El diablo, que es el propietario de la feria, roba el alma de las personas descontentas, la gente soñadora e insaciable. Para ese tipo de personas no hay salida cuando, buscando lo que les falta, entran en el laberinto de los espejos, montan en el tiovivo infernal o atienden a las palabras del misterioso Mr. Dark:
Ven. Nosotros descansaremos tus huesos, calmaremos tu sed. Te haremos olvidar una vida de oportunidades perdidas, camas vacías y años desperdiciados. Ven, y permite que esa felicidad que traes sea tan eterna que pierda su significado.

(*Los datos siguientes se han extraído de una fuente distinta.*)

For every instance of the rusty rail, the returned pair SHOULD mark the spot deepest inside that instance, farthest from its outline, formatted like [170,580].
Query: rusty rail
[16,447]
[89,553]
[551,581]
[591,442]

El carnaval de las tinieblas nos recuerda que tras el otoño de la vida, llega el invierno, y, luego, la enfermedad y la muerte. Inevitable. Mientras tanto hay que aprender a convivir con los malos recuerdos y a reprimir los deseos imposibles. Los niños de la película parecen saberlo. Han visto funcionar el tiovivo mágico y conocen las funestas intenciones de su propietario. Para encarar con dignidad la vejez y la muerte —sostiene Clayton en su película— hay que haber hecho las paces con el mundo y saber valorar lo poco o mucho que se posee. No deja de ser irónico que semejante moraleja provenga de la actividad aventurera de un par de chavales que, inocentes o no, catalizan la historia.
En las películas de Jack Clayton, los niños nos abren los ojos y nos enseñan a mirar. No son del todo ingenuos. Clayton hizo una película más —otro film romántico e intrascendente (La solitaria pasión de Judith Hearne, 1987)— y murió en 1995.